Что за правила? Что за порядки?
Мне уже наступают на пятки
И регламент велят соблюдать.
«Но всего интересней о том…»
Но всего интересней о том,
Для чего не придумали слов.
Не хочу оставлять на потом
Эту область загадок и снов.
Я хочу поделиться – но чем?
Я опять прохожу – почему? —
Мимо животрепещущих тем,
Мимо смыслов, доступных уму,
Устремляясь к той сути, что меж
Слов отчётливых, найденных мной.
Я люблю эту узкую брешь.
Только ей доверяю одной.
«О, как надоело с земными делами возиться…»
О, как надоело с земными делами возиться,
Как хочется, взмыв высоко, от небес заразиться.
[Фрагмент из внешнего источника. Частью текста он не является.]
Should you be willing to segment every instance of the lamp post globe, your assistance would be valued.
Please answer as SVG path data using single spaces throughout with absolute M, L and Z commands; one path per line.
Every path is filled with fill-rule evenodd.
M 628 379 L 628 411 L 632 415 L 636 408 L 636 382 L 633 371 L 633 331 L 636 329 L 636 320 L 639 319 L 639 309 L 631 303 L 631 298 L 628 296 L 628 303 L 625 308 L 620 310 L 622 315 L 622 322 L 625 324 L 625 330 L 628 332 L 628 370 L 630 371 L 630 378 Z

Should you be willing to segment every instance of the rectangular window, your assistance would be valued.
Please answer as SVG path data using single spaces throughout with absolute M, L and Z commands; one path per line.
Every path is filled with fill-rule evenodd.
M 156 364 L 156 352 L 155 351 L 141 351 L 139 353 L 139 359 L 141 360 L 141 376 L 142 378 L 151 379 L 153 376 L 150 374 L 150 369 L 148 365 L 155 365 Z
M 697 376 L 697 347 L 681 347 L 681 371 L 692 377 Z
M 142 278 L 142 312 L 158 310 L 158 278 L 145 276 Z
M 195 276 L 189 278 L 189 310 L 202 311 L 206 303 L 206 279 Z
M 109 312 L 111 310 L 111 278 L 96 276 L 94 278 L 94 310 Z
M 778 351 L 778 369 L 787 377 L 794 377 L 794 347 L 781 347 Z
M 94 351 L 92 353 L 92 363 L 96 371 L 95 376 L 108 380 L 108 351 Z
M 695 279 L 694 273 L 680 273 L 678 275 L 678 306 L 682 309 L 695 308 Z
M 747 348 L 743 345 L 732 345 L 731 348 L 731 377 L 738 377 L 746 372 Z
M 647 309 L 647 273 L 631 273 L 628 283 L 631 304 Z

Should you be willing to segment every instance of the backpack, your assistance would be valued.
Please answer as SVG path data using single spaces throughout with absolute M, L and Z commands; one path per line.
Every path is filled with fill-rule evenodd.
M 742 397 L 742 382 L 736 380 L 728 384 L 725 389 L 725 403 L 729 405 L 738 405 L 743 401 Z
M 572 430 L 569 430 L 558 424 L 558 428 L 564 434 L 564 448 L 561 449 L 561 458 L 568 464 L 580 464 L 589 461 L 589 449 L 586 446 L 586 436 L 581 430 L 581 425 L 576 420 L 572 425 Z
Их невозмутимостью, и тишиной, и покоем.
А вдруг, глядя сверху на землю, такое откроем!
Откроем, что надо давно изменить угол зренья
На тот, что был нужен Создателю в пору Творенья.
«Ох, как надоело с земными делами возиться!..»
Ох, как надоело с земными делами возиться!
Как хочется, взмыв высоко, от небес заразиться
Их невозмутимостью, их тишиной и свеченьем…
Постой-ка, а вдруг они тоже считают мученьем
Юдоль свою. Вдруг им так холодно и одиноко,
Что с завистью смотрит на землю небесное око —
Здесь есть кому плакать, и петь, и чудить, и смеяться.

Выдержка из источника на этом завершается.